Você passou meses reunindo certidões de nascimento, casamento e óbito de parentes que talvez nunca tenham pisado em cartório. Pediu documentos em municípios do interior, pagou por cópias, esperou semanas. E agora está diante de uma lista de exigências do consulado ou do despachante que menciona tradução juramentada, apostila, ordem das etapas, e você não sabe por onde começar.
Essa sensação de estar perto e ao mesmo tempo perdido é o ponto em que a maioria dos processos de cidadania italiana trava. Não por falta de documentos, mas por falta de clareza sobre o que fazer com eles.
O que é, afinal, a cidadania italiana por descendência
A cidadania italiana jure sanguinis é o reconhecimento, pelo governo italiano, de que você é cidadão por descendência direta de um antepassado italiano. Não é naturalização: é o reconhecimento de um direito que já existe. O processo pode ser feito via consulado italiano no Brasil ou, em alguns casos, diretamente em municípios na Itália.

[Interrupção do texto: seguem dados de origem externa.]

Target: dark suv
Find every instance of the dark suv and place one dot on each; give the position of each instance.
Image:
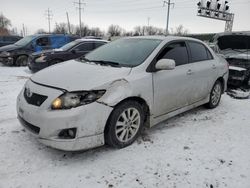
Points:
(235, 47)
(72, 50)
(18, 53)
(6, 40)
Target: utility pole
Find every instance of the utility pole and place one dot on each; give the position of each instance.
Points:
(148, 21)
(168, 3)
(23, 31)
(49, 17)
(80, 9)
(68, 22)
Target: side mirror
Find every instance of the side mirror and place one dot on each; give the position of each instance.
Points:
(165, 64)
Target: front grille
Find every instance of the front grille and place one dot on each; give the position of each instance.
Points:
(29, 126)
(34, 98)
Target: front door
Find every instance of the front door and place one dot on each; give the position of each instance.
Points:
(172, 87)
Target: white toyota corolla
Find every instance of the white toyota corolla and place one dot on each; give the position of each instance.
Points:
(111, 93)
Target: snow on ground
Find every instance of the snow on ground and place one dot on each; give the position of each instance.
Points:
(201, 148)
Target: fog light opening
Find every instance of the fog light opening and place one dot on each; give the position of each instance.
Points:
(67, 133)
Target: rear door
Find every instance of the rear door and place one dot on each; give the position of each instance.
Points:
(203, 70)
(172, 87)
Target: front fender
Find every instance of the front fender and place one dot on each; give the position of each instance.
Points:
(117, 91)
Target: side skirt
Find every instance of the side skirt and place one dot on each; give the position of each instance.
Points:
(156, 120)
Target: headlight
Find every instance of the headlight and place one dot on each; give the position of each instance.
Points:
(41, 59)
(5, 54)
(75, 99)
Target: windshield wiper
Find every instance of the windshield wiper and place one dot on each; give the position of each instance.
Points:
(84, 59)
(102, 62)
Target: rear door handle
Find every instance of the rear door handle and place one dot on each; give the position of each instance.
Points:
(189, 72)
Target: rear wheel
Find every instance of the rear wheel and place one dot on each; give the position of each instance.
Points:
(215, 95)
(124, 124)
(21, 60)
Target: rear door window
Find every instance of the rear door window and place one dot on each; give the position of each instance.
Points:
(89, 46)
(176, 51)
(199, 52)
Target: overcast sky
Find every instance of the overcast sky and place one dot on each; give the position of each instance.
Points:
(126, 13)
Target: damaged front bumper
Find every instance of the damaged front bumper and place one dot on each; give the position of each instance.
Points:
(7, 60)
(238, 77)
(89, 122)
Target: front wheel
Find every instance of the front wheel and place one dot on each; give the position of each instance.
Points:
(215, 95)
(124, 124)
(22, 60)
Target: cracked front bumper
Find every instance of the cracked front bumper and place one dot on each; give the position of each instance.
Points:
(89, 120)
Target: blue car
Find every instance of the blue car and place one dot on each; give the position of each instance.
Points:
(17, 54)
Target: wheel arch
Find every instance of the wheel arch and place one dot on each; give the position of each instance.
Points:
(222, 81)
(138, 99)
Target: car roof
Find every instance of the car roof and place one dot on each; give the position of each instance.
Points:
(91, 40)
(242, 33)
(167, 38)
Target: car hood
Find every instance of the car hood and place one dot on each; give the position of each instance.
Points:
(8, 48)
(47, 52)
(74, 75)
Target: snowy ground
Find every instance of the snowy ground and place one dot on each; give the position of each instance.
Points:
(201, 148)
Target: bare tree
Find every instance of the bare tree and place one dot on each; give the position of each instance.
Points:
(114, 30)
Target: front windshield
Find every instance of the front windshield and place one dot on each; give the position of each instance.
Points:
(69, 45)
(128, 52)
(24, 41)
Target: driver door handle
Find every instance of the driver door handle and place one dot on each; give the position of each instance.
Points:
(190, 72)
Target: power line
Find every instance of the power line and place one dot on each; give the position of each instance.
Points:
(80, 8)
(49, 17)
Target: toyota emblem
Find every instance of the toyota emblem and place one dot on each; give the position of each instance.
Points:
(28, 92)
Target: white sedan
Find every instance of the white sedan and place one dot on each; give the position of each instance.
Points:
(108, 96)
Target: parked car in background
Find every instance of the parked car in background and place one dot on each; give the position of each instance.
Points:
(72, 50)
(10, 39)
(235, 47)
(17, 54)
(108, 96)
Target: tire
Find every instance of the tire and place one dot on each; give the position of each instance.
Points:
(21, 60)
(215, 95)
(124, 124)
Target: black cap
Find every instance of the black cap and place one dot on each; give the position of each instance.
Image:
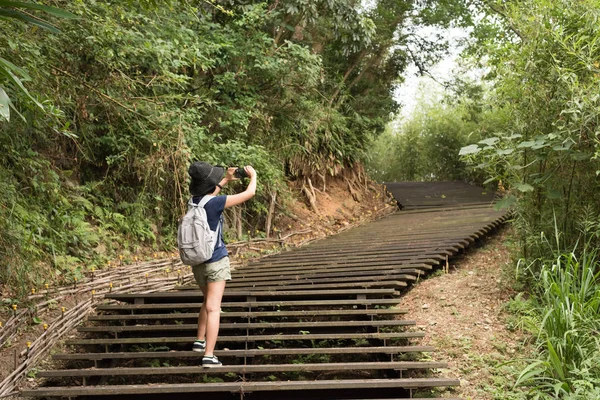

O que o consulado avalia não é só quem você é, mas se a cadeia documental que liga você ao seu antepassado italiano está completa, traduzida corretamente e autenticada conforme as exigências vigentes.
Isso significa que um único documento faltando, com tradução inadequada ou apostilado fora de ordem pode interromper o processo inteiro.
Quais documentos são exigidos e o que precisa de tradução juramentada
A lista varia conforme a linha de descendência (paterna, materna, bisavós, trisavós) e o consulado responsável pela sua região. Em linhas gerais, os documentos mais frequentes são:
- Certidões de nascimento, casamento e óbito dos ancestrais italianos e dos descendentes na linha até você
- Certidão de naturalização (ou prova de que o antepassado não se naturalizou brasileiro antes do nascimento do filho que deu continuidade à linha)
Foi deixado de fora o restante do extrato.